St. Teresa of Avila struggles internally because refuses to let go of either love of the world or love of God
2 min • Digitized on November 24, 2021
From Life of St. Teresa of Avila written by Herself, page 52
By St. Teresa of Avila
This Dominican father, who was a very good man, fearing God, did me a very great service; for I confessed to him.
He took upon himself the task of helping my soul in earnest, and of making me see the perilous state I was in.
He sent me to Communion once a fortnight; and I, by degrees beginning to speak to him, told him about my prayer.
He charged me never to omit it: that, anyhow, it could not do me anything but good. I began to return to it—though I did not cut off the occasions of sin—and never afterwards gave it up.

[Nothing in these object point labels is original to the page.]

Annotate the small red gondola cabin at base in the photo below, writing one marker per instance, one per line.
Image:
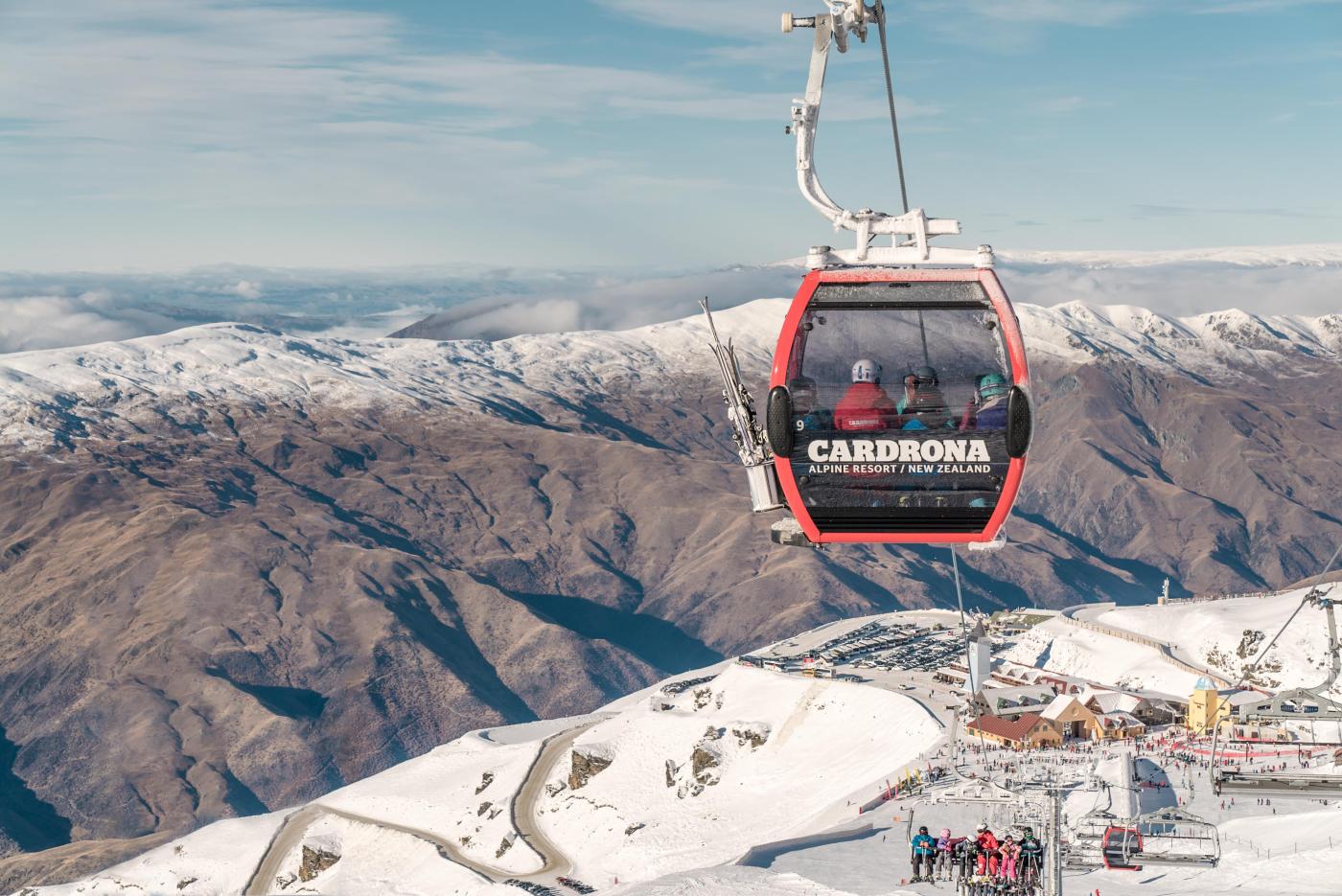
(898, 408)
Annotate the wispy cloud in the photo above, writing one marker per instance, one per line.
(1184, 211)
(215, 103)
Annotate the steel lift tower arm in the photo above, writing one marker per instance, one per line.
(834, 29)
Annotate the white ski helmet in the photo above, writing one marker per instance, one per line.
(866, 371)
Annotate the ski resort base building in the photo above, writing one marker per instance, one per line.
(1064, 718)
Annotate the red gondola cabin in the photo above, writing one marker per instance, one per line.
(898, 408)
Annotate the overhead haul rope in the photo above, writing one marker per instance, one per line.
(890, 97)
(1252, 667)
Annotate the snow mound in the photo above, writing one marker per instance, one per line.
(751, 757)
(1059, 647)
(1228, 634)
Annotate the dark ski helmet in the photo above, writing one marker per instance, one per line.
(926, 376)
(992, 385)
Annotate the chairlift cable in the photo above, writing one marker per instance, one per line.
(890, 97)
(963, 633)
(1252, 667)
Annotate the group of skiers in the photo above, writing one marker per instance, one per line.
(866, 406)
(948, 858)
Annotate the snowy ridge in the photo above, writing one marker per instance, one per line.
(673, 789)
(56, 396)
(1308, 255)
(1214, 633)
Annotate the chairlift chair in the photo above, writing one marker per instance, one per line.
(1174, 838)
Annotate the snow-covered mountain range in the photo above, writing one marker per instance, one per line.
(733, 779)
(322, 557)
(54, 396)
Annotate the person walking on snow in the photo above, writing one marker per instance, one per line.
(1030, 855)
(923, 855)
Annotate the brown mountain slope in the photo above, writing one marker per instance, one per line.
(231, 593)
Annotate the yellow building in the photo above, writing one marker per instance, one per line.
(1205, 707)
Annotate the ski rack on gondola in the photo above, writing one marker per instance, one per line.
(747, 432)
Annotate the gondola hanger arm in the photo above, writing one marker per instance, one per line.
(910, 231)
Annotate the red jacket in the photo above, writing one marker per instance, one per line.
(866, 406)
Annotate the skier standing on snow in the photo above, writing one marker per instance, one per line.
(1030, 856)
(1010, 856)
(963, 853)
(986, 851)
(943, 846)
(923, 855)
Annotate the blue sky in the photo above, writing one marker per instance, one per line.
(164, 134)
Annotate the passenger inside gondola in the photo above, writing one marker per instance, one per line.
(923, 405)
(866, 406)
(986, 408)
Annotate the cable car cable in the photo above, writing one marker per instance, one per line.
(963, 633)
(890, 97)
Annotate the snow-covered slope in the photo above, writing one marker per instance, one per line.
(745, 745)
(58, 395)
(1059, 647)
(1230, 634)
(654, 785)
(1223, 634)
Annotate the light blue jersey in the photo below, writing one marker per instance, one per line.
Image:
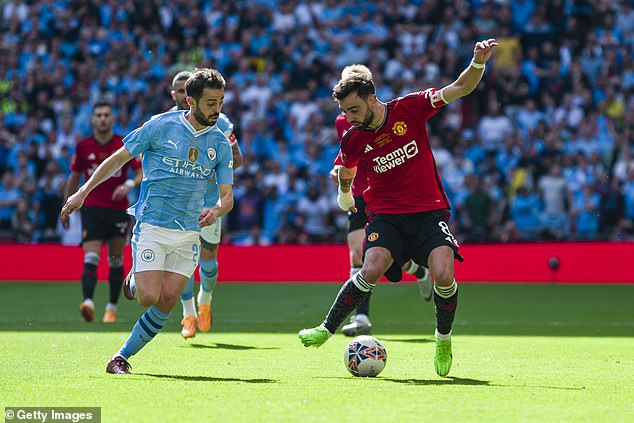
(212, 195)
(178, 162)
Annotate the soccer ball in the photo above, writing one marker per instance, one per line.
(365, 356)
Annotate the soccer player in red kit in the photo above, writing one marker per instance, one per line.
(360, 322)
(103, 215)
(406, 202)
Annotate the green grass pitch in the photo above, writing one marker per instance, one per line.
(522, 353)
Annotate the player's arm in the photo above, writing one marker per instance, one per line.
(209, 216)
(105, 170)
(123, 189)
(471, 76)
(71, 187)
(334, 174)
(237, 153)
(345, 200)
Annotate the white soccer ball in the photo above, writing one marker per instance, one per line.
(365, 356)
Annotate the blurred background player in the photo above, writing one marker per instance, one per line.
(407, 204)
(103, 215)
(357, 220)
(209, 235)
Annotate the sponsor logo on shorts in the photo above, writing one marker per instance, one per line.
(399, 128)
(147, 255)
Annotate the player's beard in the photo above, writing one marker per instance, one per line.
(367, 120)
(203, 120)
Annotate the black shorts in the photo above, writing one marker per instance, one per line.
(409, 237)
(359, 219)
(99, 223)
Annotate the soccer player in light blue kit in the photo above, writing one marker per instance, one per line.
(181, 150)
(209, 235)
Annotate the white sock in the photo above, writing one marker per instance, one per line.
(189, 308)
(442, 337)
(204, 297)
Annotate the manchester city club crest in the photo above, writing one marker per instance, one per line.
(192, 155)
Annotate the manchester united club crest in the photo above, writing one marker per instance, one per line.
(399, 128)
(192, 155)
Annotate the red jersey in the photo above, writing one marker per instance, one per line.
(88, 155)
(401, 169)
(360, 182)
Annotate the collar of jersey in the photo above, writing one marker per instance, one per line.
(191, 129)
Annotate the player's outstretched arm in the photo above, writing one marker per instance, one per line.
(105, 170)
(471, 76)
(345, 200)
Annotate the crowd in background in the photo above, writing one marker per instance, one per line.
(543, 150)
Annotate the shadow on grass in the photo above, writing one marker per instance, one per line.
(451, 380)
(206, 378)
(217, 345)
(410, 340)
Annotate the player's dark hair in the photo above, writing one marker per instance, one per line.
(201, 79)
(181, 76)
(101, 103)
(355, 83)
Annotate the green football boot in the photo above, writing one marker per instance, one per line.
(442, 360)
(315, 337)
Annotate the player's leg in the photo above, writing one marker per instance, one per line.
(441, 261)
(93, 234)
(164, 261)
(377, 261)
(360, 322)
(115, 275)
(208, 271)
(423, 279)
(383, 246)
(189, 310)
(92, 251)
(443, 250)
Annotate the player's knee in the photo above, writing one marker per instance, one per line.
(371, 273)
(168, 300)
(356, 257)
(147, 299)
(209, 268)
(443, 276)
(91, 258)
(115, 261)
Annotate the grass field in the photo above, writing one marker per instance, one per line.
(522, 353)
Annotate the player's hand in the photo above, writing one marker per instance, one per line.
(483, 50)
(121, 192)
(334, 175)
(73, 203)
(345, 200)
(207, 217)
(65, 222)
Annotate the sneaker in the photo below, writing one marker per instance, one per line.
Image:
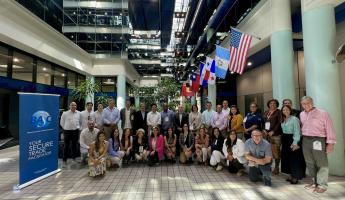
(219, 168)
(64, 165)
(240, 172)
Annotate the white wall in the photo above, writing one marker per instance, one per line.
(259, 81)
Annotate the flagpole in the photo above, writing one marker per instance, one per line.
(254, 36)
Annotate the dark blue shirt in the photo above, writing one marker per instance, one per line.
(253, 119)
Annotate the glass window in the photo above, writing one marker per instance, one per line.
(59, 77)
(3, 61)
(80, 79)
(22, 67)
(72, 80)
(44, 72)
(108, 84)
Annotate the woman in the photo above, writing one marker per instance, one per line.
(201, 146)
(98, 155)
(292, 157)
(186, 141)
(170, 145)
(236, 122)
(233, 150)
(114, 154)
(156, 144)
(252, 121)
(273, 131)
(140, 147)
(126, 145)
(216, 149)
(194, 120)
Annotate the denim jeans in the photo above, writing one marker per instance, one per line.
(264, 170)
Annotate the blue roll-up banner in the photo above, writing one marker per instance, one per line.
(38, 137)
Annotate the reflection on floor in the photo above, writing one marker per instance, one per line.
(167, 181)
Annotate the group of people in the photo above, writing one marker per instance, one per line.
(250, 144)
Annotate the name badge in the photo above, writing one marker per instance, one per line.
(267, 125)
(317, 145)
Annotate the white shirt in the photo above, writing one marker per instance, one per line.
(238, 151)
(153, 118)
(85, 116)
(97, 118)
(70, 120)
(86, 138)
(206, 117)
(226, 111)
(128, 119)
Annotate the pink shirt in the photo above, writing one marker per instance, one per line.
(318, 123)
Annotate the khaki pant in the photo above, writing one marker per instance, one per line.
(109, 130)
(316, 160)
(185, 155)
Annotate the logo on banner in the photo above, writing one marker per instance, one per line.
(40, 119)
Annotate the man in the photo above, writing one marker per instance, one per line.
(220, 120)
(153, 118)
(226, 109)
(86, 115)
(97, 117)
(140, 118)
(127, 116)
(87, 136)
(181, 118)
(111, 116)
(70, 123)
(295, 112)
(167, 119)
(206, 118)
(259, 155)
(318, 141)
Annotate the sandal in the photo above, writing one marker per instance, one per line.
(319, 190)
(310, 186)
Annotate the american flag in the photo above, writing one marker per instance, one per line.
(239, 46)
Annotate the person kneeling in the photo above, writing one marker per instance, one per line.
(258, 152)
(233, 150)
(114, 154)
(98, 155)
(156, 147)
(216, 150)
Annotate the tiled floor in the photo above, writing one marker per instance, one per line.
(167, 181)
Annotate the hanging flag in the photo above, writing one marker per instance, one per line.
(186, 91)
(204, 75)
(239, 46)
(195, 79)
(222, 61)
(211, 68)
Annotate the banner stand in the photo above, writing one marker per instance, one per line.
(38, 137)
(19, 187)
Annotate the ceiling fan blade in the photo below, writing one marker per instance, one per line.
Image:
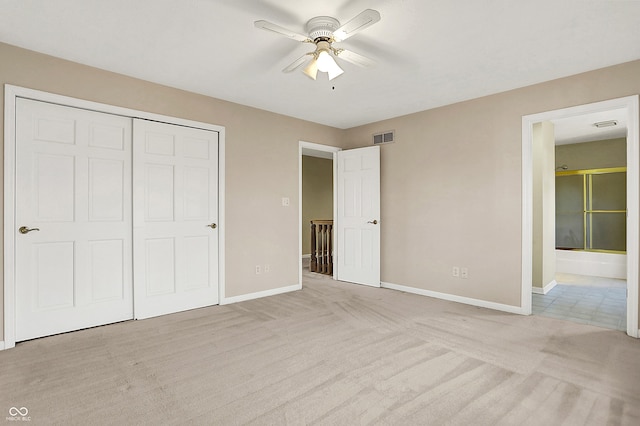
(357, 24)
(265, 25)
(354, 58)
(296, 64)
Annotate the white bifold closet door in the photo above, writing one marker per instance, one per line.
(73, 204)
(116, 218)
(175, 235)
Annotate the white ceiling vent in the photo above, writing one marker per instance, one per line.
(384, 137)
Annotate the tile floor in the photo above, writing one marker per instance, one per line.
(588, 300)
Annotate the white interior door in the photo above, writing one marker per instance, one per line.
(73, 204)
(175, 233)
(358, 216)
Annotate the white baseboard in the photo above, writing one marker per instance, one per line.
(260, 294)
(454, 298)
(546, 289)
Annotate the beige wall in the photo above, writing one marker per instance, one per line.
(451, 184)
(450, 190)
(544, 205)
(317, 194)
(261, 158)
(592, 155)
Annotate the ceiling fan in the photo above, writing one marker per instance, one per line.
(323, 32)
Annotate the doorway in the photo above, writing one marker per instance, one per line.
(628, 107)
(323, 153)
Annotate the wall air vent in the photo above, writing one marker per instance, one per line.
(384, 137)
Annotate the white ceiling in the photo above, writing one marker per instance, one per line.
(429, 53)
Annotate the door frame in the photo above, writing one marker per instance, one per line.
(630, 103)
(305, 147)
(14, 92)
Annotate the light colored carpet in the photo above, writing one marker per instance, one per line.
(334, 354)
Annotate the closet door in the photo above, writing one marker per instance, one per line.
(175, 235)
(73, 214)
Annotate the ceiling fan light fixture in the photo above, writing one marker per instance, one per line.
(311, 70)
(327, 64)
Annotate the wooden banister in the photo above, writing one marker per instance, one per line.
(321, 246)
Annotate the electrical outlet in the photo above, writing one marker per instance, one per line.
(464, 272)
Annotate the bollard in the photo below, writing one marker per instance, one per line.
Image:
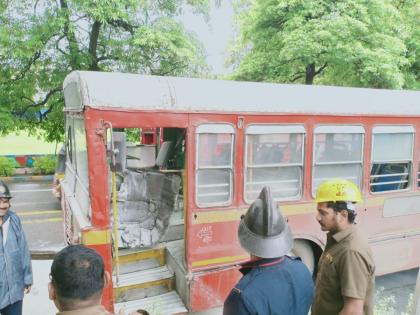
(417, 296)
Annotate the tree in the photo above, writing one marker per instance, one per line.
(351, 43)
(42, 41)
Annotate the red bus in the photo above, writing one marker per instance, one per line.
(164, 214)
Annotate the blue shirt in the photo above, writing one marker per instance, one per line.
(15, 262)
(275, 286)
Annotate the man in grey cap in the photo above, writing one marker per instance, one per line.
(272, 282)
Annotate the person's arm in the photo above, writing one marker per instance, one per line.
(26, 259)
(352, 307)
(354, 282)
(236, 305)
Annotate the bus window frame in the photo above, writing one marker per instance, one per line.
(337, 129)
(396, 129)
(215, 128)
(277, 128)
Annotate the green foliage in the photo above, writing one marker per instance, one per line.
(352, 42)
(42, 41)
(45, 164)
(6, 167)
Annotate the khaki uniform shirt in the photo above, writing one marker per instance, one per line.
(93, 310)
(345, 269)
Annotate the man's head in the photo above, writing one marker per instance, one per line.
(263, 231)
(77, 278)
(5, 197)
(336, 203)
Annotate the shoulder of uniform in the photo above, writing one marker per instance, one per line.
(294, 258)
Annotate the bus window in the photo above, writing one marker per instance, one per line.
(392, 152)
(274, 157)
(338, 152)
(214, 164)
(82, 184)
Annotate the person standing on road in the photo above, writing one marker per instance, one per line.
(77, 278)
(272, 282)
(15, 260)
(346, 270)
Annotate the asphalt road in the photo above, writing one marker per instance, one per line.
(43, 224)
(40, 213)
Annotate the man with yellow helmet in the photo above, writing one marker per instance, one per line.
(346, 271)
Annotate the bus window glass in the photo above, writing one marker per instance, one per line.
(274, 158)
(391, 160)
(214, 166)
(337, 154)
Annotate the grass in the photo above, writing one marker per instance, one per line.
(22, 144)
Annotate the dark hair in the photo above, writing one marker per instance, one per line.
(77, 273)
(339, 206)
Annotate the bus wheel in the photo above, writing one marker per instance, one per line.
(303, 249)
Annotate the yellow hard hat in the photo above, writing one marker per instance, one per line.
(338, 190)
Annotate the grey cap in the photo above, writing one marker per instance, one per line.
(263, 231)
(4, 190)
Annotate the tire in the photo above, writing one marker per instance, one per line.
(303, 249)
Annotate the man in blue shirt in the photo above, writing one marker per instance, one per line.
(272, 283)
(15, 260)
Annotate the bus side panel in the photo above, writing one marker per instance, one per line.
(210, 289)
(215, 244)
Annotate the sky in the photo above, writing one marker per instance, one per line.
(214, 34)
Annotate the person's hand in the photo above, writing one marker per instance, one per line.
(27, 289)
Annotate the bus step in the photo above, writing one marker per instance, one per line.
(142, 284)
(131, 260)
(165, 304)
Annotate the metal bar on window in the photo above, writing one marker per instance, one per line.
(215, 167)
(213, 185)
(275, 181)
(389, 183)
(338, 163)
(213, 194)
(274, 165)
(389, 175)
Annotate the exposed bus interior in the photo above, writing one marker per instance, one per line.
(149, 185)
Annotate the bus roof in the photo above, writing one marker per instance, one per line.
(110, 90)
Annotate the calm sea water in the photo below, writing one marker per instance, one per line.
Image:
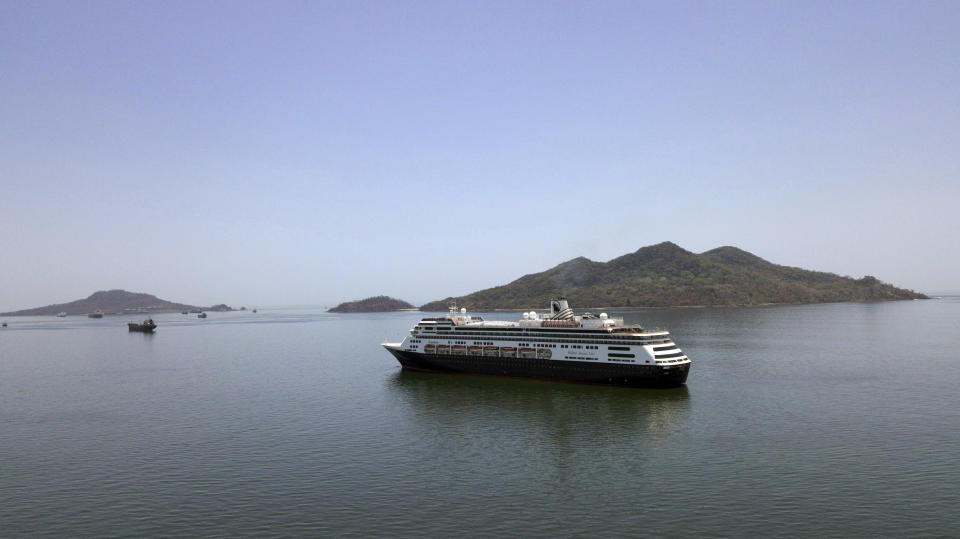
(826, 420)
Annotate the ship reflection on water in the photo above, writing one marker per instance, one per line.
(565, 412)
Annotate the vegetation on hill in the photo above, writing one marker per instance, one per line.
(115, 302)
(376, 304)
(665, 275)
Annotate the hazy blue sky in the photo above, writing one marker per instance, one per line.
(281, 153)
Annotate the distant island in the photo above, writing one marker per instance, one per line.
(115, 302)
(666, 275)
(376, 304)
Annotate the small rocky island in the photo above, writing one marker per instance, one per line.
(376, 304)
(666, 275)
(116, 302)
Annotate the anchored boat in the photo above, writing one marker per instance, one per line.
(556, 346)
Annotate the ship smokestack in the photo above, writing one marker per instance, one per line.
(560, 310)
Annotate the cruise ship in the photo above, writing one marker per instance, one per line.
(556, 346)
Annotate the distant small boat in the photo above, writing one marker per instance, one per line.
(147, 326)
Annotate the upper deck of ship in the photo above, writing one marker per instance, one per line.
(560, 321)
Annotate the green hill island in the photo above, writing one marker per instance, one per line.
(376, 304)
(666, 275)
(115, 302)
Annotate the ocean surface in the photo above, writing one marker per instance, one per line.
(836, 420)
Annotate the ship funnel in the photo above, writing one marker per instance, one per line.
(560, 310)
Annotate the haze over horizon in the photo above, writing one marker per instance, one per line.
(311, 153)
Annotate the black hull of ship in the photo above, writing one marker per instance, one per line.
(545, 369)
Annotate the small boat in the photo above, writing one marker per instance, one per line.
(147, 326)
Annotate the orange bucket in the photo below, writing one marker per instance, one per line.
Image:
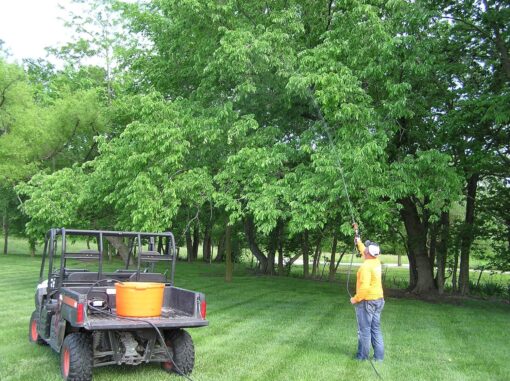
(139, 299)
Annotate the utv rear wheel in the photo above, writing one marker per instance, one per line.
(76, 357)
(180, 346)
(33, 335)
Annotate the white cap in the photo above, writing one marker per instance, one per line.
(374, 249)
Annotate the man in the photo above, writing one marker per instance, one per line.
(369, 300)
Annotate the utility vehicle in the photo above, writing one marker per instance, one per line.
(75, 308)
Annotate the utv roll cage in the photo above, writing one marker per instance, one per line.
(143, 248)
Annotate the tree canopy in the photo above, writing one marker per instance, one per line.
(252, 115)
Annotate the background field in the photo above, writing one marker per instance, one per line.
(282, 328)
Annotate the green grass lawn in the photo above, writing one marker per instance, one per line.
(264, 328)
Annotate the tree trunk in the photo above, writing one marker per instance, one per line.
(332, 269)
(467, 235)
(316, 256)
(196, 241)
(305, 247)
(280, 250)
(433, 245)
(5, 228)
(207, 245)
(454, 270)
(189, 246)
(250, 232)
(421, 279)
(118, 243)
(228, 253)
(442, 250)
(221, 250)
(31, 244)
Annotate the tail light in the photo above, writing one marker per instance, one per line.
(80, 312)
(203, 309)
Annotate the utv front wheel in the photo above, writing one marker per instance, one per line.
(33, 335)
(180, 346)
(76, 357)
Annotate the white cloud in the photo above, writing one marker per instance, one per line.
(28, 26)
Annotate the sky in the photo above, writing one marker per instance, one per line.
(28, 26)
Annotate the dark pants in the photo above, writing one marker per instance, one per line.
(368, 314)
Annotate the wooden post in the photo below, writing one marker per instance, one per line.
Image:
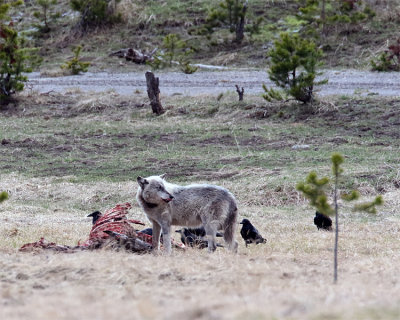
(154, 93)
(240, 92)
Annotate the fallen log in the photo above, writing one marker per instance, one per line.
(133, 55)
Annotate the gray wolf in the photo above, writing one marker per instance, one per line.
(250, 234)
(167, 204)
(195, 237)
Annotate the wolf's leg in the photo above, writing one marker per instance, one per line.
(166, 229)
(211, 232)
(156, 235)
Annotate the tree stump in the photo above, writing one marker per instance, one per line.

My life became most wretched, because I learned in prayer more and more of my faults. On one side God was calling me, on the other, I was following the world. All the things of God gave me great pleasure; and I was a prisoner to the things of the world.
It seemed as if I wished to reconcile two contradictions, so much at variance one with another as are the life of the spirit and the joys and pleasures and amusements of sense.
I suffered much in prayer; for the spirit was slave, and not master; and so I was not able to shut myself up within myself—that was my whole method of prayer—without shutting up with me a thousand vanities at the same time.
I spent many years in this way; and I am now astonished that any one could have borne it without abandoning either the one or the other. I know well that it was not in my power then to give up prayer, because He held me in His hand Who sought me that He might show me greater mercies.